Complexity and Misspecification
Drew Fudenberg, Florian Mudekereza
TL;DR
The paper develops a tractable framework that combines concerns about model misspecification with a preference for simplicity by penalizing the entropy of worst-case distortions. This leads to Gibbs-type distortions and a dynamic learning environment in which complexity aversion can eliminate cycles and steer decisions toward safer actions, with welfare gains when safety aligns with the true data-generating process. The approach yields microfoundations for empirical phenomena such as scale heterogeneity in discrete choice, probability neglect, and home bias in international finance, and connects to rational inattention and stochastic growth literature through an information-theoretic lens.

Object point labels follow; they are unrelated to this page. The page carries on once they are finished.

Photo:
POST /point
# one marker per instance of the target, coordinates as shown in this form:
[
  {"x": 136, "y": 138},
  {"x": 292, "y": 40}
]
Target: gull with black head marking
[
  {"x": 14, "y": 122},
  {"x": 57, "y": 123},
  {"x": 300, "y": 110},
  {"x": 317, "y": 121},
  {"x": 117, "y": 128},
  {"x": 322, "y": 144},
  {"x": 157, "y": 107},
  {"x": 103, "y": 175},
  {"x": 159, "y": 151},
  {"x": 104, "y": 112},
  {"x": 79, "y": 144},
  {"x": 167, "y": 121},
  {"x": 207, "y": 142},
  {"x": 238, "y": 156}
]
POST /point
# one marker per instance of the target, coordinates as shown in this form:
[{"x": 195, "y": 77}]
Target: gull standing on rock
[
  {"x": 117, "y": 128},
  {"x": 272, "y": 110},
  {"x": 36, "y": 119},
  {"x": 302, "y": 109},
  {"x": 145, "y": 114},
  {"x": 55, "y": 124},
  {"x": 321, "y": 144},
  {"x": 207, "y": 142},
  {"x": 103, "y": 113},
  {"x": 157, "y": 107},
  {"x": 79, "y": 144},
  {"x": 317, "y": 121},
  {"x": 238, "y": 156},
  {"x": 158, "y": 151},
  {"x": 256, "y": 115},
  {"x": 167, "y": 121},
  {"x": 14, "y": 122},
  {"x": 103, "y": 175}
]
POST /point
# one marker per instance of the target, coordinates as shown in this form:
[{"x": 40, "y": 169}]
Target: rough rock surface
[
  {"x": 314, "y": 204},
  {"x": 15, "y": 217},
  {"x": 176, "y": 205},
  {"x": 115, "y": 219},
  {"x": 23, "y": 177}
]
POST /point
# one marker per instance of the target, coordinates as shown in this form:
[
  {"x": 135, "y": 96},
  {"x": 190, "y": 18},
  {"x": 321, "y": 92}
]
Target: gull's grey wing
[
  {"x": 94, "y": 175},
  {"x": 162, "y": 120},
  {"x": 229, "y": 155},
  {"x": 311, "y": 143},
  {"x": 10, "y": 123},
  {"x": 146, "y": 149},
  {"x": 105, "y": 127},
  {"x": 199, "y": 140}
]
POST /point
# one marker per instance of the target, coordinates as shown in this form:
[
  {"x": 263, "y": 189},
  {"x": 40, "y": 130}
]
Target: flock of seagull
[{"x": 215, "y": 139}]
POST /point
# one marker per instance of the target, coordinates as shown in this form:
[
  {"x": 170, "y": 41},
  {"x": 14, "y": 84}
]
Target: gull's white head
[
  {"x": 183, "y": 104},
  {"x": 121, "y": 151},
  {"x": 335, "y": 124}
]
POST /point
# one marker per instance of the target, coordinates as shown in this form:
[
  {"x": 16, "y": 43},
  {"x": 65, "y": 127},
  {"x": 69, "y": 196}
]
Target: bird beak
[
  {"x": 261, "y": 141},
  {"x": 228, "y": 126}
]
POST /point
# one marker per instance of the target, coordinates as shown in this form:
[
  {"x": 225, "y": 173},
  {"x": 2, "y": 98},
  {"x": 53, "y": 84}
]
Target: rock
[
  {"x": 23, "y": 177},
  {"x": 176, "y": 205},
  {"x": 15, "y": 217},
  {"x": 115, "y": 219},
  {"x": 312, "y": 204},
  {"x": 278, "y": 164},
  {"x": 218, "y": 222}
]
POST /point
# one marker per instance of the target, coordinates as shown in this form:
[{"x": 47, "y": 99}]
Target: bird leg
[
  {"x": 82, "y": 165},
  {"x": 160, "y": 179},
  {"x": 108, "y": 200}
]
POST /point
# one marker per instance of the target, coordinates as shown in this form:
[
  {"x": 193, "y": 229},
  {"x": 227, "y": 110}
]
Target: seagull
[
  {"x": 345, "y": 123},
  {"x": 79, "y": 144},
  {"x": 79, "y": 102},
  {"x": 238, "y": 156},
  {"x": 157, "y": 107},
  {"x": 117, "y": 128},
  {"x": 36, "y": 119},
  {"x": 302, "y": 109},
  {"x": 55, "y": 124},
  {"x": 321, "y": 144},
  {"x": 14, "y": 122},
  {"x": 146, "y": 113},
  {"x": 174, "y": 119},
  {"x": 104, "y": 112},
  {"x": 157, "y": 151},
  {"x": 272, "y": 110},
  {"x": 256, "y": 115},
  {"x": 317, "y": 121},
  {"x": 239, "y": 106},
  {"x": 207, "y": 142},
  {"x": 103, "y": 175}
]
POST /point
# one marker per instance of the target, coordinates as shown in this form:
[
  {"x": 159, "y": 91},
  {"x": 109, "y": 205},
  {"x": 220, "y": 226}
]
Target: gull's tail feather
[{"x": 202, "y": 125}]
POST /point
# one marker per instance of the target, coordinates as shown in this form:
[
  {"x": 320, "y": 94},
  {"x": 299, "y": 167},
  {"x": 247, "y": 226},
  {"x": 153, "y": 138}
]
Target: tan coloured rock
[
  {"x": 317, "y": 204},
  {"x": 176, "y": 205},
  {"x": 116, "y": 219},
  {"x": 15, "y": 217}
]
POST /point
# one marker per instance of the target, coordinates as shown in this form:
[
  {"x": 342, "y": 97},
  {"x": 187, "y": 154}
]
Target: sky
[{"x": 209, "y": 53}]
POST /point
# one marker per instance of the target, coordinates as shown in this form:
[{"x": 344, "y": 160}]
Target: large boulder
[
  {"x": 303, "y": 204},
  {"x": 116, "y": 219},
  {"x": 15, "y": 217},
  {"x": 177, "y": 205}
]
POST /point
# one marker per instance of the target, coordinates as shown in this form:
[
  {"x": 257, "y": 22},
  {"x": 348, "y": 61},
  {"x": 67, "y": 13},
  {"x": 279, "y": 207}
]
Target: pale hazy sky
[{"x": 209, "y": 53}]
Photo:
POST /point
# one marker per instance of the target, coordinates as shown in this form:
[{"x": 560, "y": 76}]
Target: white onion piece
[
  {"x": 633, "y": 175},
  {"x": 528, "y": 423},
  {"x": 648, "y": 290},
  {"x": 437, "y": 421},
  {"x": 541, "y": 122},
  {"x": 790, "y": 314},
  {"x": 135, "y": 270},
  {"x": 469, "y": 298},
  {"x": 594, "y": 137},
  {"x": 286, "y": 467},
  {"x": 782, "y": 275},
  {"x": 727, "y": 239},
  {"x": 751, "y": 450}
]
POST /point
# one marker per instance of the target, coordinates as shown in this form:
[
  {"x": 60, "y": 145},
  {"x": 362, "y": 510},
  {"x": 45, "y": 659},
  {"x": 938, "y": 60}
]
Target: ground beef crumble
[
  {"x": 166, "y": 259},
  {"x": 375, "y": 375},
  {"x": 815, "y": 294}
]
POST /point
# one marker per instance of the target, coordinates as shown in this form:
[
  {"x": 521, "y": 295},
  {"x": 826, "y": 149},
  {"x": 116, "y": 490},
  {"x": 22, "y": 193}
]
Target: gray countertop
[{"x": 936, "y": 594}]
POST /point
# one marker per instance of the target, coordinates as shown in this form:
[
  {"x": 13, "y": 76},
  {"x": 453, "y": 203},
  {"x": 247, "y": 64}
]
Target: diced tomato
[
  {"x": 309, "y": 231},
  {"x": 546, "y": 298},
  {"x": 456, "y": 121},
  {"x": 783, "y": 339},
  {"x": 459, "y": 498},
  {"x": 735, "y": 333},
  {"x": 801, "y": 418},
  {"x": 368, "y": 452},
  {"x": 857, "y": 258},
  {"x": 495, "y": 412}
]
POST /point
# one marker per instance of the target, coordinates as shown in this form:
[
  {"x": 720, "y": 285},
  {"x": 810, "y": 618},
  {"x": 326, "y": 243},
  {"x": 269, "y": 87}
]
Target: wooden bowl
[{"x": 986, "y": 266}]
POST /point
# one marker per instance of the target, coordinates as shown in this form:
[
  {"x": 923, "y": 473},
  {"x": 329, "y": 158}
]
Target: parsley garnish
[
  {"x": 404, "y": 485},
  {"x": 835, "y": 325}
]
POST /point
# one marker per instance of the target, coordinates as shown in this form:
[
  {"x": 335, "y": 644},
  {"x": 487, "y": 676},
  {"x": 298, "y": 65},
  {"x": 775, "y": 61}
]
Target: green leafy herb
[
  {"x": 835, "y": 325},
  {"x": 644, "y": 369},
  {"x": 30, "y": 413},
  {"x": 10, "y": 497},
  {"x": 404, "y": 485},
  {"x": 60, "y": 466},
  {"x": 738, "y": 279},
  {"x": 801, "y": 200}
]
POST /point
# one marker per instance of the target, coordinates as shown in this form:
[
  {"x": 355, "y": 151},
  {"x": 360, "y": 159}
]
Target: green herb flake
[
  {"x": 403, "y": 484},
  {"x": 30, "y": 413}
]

Methodologically, the paper derives closed-form distortions, envelope results, and ARC representations, and provides a rich set of applications and welfare implications for long-run decision making under uncertainty.
Abstract
We propose a tractable unified framework to study the evolution and interaction of model-misspecification concerns and complexity aversion in repeated decision problems. This aims to capture environments where decision makers worry that their models are misspecified while also disliking overly complex models. We find that pathological cycles caused by endogenous concerns for misspecification can be eliminated by penalizing complex models and show that such preferences for simplicity tend to favor safety, which can enhance welfare in the long run. We use our framework to provide new microfoundations for pervasive empirical phenomena such as "scale heterogeneity" in discrete-choice analysis, "probability neglect" in behavioral economics, and "home bias" in international finance.